A surefire way to ensure you never move up the corporate ladder is to become complacent in your job. Even if you are good at what you do, if you rarely go above and beyond what's required, you're likely to get passed over when it comes promotion time. According to career experts, the nine-to-five employees that only focus on their specific job title are less likely to succeed in their career.
"[You better] try to set yourself apart from your co-workers or ensure your accomplishments are noted," says Joel Garfinkle, author of Getting Ahead: Three Steps to Take Your Career to the Next Level. "When it comes time for promotion, your go-getting peers will be first in line for that next coveted opportunity."
Change can be good, but shifting gears to do something completely different than your expertise can sabotage your career, warns Mark Jaffe, president of executive search firm Wyatt & Jaffe.
Let's say you're an established investment banker at a firm and you suddenly decide to take a sabbatical to build houses for poor people in an undeveloped country. While it's honorable, it could signal to the higher ups you can't handle the job, says Jaffe. "You shouldn't take an extended period of time away from work doing something completely not career related," says Jaffe. "It sends the message that something came unraveled."

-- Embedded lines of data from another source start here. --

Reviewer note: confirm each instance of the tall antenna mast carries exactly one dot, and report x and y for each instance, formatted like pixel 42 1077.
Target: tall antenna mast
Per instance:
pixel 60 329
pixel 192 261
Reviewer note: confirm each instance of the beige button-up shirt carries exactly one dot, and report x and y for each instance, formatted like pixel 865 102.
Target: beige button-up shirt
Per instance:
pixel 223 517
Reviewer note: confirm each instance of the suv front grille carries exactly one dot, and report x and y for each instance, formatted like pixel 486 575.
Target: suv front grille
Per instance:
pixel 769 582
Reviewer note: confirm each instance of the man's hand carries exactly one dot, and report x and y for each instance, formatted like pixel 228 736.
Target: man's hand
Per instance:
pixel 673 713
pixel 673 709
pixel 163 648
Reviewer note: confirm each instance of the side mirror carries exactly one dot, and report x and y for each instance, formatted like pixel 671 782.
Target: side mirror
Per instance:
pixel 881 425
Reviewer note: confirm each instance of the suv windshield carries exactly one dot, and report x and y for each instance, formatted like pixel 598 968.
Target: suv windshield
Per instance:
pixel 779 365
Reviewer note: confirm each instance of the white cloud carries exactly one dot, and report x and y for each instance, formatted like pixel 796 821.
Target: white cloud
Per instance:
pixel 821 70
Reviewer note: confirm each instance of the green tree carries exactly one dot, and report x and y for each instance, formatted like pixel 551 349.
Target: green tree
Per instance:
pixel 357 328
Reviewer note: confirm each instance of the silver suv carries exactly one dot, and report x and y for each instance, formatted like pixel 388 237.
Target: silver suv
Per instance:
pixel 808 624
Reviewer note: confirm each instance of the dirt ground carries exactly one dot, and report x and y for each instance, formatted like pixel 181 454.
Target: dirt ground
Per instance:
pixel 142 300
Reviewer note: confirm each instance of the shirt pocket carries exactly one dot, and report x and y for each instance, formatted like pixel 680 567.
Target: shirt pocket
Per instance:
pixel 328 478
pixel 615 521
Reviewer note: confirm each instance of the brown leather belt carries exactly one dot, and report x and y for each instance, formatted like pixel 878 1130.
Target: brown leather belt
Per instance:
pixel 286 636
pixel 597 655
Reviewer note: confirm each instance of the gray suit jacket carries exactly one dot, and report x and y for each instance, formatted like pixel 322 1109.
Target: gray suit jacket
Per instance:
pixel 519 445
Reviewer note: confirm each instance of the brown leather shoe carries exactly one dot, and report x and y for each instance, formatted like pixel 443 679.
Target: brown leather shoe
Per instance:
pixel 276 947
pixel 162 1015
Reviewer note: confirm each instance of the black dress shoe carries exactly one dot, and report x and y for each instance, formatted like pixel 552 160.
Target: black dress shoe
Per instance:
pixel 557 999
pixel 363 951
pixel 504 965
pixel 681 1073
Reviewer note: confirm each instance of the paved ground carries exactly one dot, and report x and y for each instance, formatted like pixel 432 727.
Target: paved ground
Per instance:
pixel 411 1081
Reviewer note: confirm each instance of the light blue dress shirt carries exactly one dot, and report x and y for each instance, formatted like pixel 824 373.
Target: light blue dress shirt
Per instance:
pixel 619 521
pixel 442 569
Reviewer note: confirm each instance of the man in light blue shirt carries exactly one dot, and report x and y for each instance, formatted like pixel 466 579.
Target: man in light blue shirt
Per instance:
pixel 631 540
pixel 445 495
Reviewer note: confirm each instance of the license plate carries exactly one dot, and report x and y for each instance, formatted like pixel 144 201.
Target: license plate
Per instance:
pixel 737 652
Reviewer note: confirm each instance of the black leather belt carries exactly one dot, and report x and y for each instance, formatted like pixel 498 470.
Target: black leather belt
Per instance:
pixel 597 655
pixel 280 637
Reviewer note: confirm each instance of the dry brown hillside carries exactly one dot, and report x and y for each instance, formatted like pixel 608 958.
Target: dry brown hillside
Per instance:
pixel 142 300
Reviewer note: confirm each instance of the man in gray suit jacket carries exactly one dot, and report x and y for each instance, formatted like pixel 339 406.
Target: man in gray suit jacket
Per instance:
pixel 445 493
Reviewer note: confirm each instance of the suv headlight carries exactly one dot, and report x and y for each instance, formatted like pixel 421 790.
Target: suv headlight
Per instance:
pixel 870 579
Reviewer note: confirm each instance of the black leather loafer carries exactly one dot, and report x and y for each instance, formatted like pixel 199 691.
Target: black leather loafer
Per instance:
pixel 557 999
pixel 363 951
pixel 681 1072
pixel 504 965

Holding onto all the responsibilities and failing to delegate work or work with a team because you think you can do the best job can back fire.
"It becomes impossible to promote you because you've become so necessary in that role no one else can step up," says Chuck Fried, president and chief executive of technology staffing company TxMQ.
He suggests managers surround themselves with smarter people to build a team of over achievers that can easily transition into the role.
Chances are when you were hired you were full of energy and excitement and eager to take on any task. You were out to change and better the company, but the newness is bound to wear off and too often apathy sets in.
Apathetic workers typically care less about the company's well-being and are more apt to focus just on having a job and a paycheck instead of a career, says Garfinkle. "Once you've lost your passion, this apathy for the company's future is bound to lead to lackluster performance that may not just put your career on hold, but put it into a complete tailspin."
Switching Jobs too often
It's acceptable to switch jobs for higher positions, but too many lateral moves can damage your career over the long run.
"Making too many moves is a career killer," says Jaffe. "If you change jobs every two years, or every three or four years in some professions, you will look like a high-plains drifter without a home."
Jaffe says when his firm is searching for an attorney for a client he won't consider at any candidates that haven't stayed at the firm for at least four years and prefers those with six or more years with a company.
"It says you are not willing or able to pay your dues in one place," says Jaffe. "You don't stay long enough to prove your value or lack thereof."